"The market is hoping Jaitley wins. A rate cut is partially priced in by the debt market and to some extent in the longer-end fowards," said Vikas Babu Chittiprolu, a senior foreign exchange dealer with state-run Andhra Bank.

"But there is apprehension about Rajan actually cutting rates. There is a 50-50 view in the market on the rate cut," Chittiprolu said.                

Rajan has resisted calls to cut the RBI's 8 percent repo rate for fear inflationary pressures might emerge again, even though consumer inflation has dipped below the central bank's targeted levels.

Retail inflation slowed to 5.52 percent in October, well below the RBI's target of 8 percent by January, and even below a target of 6 percent by January 2016.
The bond and swap markets are pricing in a reduction of at least 25 basis points in the repo rate at Tuesday's policy review.
Yields on benchmark 10-year government bonds have declined 25 basis points (bps) since mid-October, when data showed inflationary pressures receding. Yields on corporate bonds have dropped even more, with those on one-year bonds  down nearly 50 bps in the same period.
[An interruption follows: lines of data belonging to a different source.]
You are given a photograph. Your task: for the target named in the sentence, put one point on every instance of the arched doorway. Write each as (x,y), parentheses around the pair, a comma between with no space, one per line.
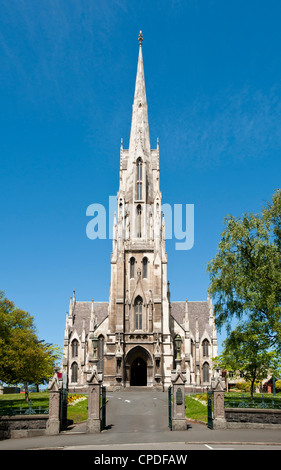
(138,375)
(138,367)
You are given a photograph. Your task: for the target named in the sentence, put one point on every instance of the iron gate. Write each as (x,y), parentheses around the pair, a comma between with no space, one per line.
(63,408)
(103,407)
(210,397)
(170,407)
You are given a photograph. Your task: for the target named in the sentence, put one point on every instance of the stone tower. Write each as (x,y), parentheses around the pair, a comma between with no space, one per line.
(134,334)
(138,303)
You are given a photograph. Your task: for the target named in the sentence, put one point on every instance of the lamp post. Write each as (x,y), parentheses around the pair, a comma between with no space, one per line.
(178,351)
(95,342)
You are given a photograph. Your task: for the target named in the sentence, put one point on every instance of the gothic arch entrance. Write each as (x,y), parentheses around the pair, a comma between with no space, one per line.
(138,375)
(138,366)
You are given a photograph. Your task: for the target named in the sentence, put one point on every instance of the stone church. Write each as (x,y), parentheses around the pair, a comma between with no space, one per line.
(133,335)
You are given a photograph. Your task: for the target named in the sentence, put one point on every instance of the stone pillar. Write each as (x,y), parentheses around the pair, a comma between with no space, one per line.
(178,379)
(55,389)
(219,421)
(94,413)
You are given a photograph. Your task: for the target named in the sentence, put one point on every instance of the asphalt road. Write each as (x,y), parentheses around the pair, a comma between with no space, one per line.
(138,420)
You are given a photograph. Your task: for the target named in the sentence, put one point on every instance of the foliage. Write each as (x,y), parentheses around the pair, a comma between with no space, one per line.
(195,409)
(247,350)
(245,275)
(23,357)
(278,386)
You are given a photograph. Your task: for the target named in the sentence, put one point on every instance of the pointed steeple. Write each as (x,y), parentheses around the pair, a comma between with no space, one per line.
(139,137)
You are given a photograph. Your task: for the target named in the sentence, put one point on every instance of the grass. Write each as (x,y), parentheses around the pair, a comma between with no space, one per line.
(18,399)
(77,412)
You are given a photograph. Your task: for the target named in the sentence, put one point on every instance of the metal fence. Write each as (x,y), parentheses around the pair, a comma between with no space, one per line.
(12,410)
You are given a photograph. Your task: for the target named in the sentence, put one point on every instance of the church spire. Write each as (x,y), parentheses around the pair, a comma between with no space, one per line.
(139,137)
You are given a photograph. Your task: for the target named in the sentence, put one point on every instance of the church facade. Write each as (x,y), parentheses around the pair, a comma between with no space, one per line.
(134,333)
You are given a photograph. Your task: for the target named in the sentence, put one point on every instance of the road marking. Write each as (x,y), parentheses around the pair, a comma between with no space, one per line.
(209,447)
In the derivatives space, swaps referenced to overnight money market rates have likewise fallen sharply. The one-year overnight indexed swap (OIS) is down more than 45 bps since mid-October, with 20 bps of that move occurring over the last two weeks as investors saw greater chance of a cut.
Traders said that while a rate cut is almost fully priced in at current market levels, there will be a further rally in bonds if Rajan not only reduces rates but also sounds dovish.
Domestic shares also also expected to rally which could spur further foreign fund inflows into the market and aid the rupee. Fund flows into the debt market will however be subdued due to debt investment limits being nearly exhausted.

“We expect a reduction at the coming meeting and therefore we are bullish the rupee and recommend receiving positions in rupee OIS rates," economists at Credit Agricole said in a note on Wednesday.

The upcoming RBI policy review comes less than two weeks after China unexpectedly cut interest rates to fight deflationary pressures and a little over a month after Japan aggressively expanded its monetary stimulus.

Economists remain divided on the prospects of easing in India though, given Rajan's dogged focus on inflation expectations. The RBI said after its September 30 policy meeting that it expects inflation to pick up by year-end as the base effect wanes.

"I think Rajan would have his way and we will not see a rate cut on Tuesday. But yes, market has priced in a rate cut to some extent," said Ashtosh Raina, head of foreign exchange trading at HDFC Bank.